Your LLM Issues Are Really Data Issues

Stack Overflow Podcast

Your LLM Issues Are Really Data Issues

Stack Overflow PodcastApr 28, 2026

Why It Matters

Understanding that AI’s limitations often stem from messy, undocumented data helps organizations prioritize metadata governance and data cataloging before deploying LLMs. As more businesses rely on AI for analytics and decision‑making, solving these data issues is essential to avoid costly misinterpretations and to unlock the true value of AI in production environments.

Key Takeaways

  • LLMs struggle with structured, evolving production data semantics.
  • Metadata discovery and ownership are critical for data reliability.
  • Uber’s data issues highlight universal challenges across company sizes.
  • OpenMetadata creates standardized schemas linking lineage, quality, governance.
  • Human-defined semantics must be explicit before AI can interpret.

Pulse Analysis

The episode opens with Harsha Chintalapani explaining why large language models falter when faced with real‑time, structured production data. He cites Uber’s infamous "trips" table mishap, where analysts accessed stale or duplicate tables, and the chaos that follows schema changes, ambiguous definitions of core concepts like "location," and GDPR‑driven manual data classification. These examples illustrate that the bottleneck isn’t model capability but the underlying data ecosystem—its semantics, freshness, and discoverability—especially when organizations attempt to feed raw enterprise data directly into LLMs.

To address these pain points, Harsha describes the OpenMetadata platform, a schema‑first knowledge graph that automatically ingests metadata from sources such as Hive, Snowflake, Kafka, and Airflow.

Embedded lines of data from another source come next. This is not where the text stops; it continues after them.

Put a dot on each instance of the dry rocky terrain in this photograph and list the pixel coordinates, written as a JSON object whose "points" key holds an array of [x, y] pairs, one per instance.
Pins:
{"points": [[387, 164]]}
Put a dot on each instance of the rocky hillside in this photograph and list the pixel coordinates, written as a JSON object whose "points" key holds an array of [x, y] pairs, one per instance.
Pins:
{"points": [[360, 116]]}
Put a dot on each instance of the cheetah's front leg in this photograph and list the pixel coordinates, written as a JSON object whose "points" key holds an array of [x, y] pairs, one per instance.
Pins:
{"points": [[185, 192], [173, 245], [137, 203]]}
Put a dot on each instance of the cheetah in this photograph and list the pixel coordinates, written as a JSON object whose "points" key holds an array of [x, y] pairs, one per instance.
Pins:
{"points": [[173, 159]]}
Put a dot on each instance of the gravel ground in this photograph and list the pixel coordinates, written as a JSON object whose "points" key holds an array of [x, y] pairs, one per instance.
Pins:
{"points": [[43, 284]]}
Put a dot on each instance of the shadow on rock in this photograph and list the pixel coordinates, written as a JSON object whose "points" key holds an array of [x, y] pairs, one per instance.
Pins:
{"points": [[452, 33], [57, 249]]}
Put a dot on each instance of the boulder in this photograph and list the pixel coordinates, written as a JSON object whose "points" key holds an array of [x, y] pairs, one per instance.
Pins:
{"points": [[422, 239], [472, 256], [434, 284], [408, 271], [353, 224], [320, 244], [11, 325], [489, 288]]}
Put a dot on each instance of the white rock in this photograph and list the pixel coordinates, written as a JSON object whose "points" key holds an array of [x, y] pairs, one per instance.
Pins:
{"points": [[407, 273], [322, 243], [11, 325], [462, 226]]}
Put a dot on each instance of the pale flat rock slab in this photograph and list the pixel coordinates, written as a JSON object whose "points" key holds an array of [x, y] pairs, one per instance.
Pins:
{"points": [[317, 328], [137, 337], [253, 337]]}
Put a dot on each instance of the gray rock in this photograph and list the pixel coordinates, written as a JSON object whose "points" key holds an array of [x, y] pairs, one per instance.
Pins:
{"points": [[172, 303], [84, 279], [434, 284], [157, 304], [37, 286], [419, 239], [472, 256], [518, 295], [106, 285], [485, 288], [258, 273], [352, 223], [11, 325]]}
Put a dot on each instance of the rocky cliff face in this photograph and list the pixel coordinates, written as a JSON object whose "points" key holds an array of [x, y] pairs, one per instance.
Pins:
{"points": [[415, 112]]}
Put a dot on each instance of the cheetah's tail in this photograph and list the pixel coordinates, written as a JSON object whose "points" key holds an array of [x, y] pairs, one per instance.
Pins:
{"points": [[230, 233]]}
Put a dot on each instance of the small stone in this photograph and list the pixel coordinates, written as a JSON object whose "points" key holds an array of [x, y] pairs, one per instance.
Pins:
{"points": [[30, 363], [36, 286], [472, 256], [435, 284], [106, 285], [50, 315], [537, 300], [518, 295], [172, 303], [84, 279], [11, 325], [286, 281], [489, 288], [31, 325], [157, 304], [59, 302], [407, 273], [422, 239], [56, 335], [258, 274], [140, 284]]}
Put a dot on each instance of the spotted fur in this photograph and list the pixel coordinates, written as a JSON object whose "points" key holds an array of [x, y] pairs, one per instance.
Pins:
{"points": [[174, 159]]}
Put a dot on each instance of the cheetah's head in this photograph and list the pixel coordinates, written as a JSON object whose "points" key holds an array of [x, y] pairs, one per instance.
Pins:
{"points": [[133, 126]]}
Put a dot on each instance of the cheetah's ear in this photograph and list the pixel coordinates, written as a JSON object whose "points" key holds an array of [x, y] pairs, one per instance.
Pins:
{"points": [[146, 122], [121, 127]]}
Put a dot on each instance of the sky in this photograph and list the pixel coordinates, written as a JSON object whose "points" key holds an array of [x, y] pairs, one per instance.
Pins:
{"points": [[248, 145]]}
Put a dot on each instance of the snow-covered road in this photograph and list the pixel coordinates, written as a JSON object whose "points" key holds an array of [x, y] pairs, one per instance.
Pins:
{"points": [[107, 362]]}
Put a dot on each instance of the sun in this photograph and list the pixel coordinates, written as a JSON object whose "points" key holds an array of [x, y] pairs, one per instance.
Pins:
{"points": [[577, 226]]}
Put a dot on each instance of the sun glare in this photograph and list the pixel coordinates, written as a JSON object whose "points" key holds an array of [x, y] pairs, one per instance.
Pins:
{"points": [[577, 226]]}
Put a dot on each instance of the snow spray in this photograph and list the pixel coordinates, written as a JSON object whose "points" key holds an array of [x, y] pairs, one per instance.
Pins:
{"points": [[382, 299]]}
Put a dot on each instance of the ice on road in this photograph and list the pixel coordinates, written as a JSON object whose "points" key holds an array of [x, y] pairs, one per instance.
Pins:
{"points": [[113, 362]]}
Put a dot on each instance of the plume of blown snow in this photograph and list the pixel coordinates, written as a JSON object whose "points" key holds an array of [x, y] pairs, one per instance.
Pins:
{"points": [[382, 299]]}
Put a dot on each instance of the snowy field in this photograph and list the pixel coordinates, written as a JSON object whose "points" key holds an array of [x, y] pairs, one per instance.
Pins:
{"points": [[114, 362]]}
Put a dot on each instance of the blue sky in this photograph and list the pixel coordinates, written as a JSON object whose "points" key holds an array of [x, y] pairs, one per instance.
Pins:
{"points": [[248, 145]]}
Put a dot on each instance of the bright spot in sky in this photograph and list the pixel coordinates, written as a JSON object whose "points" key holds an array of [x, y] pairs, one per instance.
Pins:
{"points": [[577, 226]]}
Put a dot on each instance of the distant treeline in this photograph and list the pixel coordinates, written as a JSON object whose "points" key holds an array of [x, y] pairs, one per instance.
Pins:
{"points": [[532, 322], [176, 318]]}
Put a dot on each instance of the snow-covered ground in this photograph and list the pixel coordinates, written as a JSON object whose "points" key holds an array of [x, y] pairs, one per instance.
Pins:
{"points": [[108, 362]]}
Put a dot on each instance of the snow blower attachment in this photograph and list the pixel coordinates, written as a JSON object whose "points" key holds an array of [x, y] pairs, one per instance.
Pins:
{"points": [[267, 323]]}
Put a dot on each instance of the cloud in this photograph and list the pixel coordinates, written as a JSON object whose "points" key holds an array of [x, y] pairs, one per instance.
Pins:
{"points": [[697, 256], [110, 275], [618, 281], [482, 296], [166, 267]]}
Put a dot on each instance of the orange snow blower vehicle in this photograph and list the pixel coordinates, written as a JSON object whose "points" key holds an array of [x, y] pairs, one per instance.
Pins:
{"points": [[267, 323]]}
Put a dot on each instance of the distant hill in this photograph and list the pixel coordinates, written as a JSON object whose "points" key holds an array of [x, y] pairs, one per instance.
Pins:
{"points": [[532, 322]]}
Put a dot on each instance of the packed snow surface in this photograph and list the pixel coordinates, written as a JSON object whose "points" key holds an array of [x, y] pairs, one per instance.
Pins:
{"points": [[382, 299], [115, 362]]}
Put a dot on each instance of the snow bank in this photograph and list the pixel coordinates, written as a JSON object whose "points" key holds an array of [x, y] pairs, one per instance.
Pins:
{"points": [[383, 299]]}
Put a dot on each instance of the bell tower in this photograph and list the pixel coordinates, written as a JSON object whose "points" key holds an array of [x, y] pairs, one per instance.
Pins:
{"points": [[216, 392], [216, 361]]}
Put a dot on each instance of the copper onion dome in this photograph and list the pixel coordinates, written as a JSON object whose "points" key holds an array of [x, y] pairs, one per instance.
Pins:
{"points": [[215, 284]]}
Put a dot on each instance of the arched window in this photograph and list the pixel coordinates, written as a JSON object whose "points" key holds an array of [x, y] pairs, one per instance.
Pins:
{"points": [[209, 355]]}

By standardizing table definitions, ownership, data‑quality signals, and lineage relationships, the system turns opaque data lakes into searchable catalogs. Analysts can instantly locate the correct customer table, verify freshness, and understand privacy classifications without manual hunting. This metadata‑centric approach not only accelerates business‑intelligence workflows but also prepares data for AI consumption, ensuring that models receive well‑documented, trustworthy inputs.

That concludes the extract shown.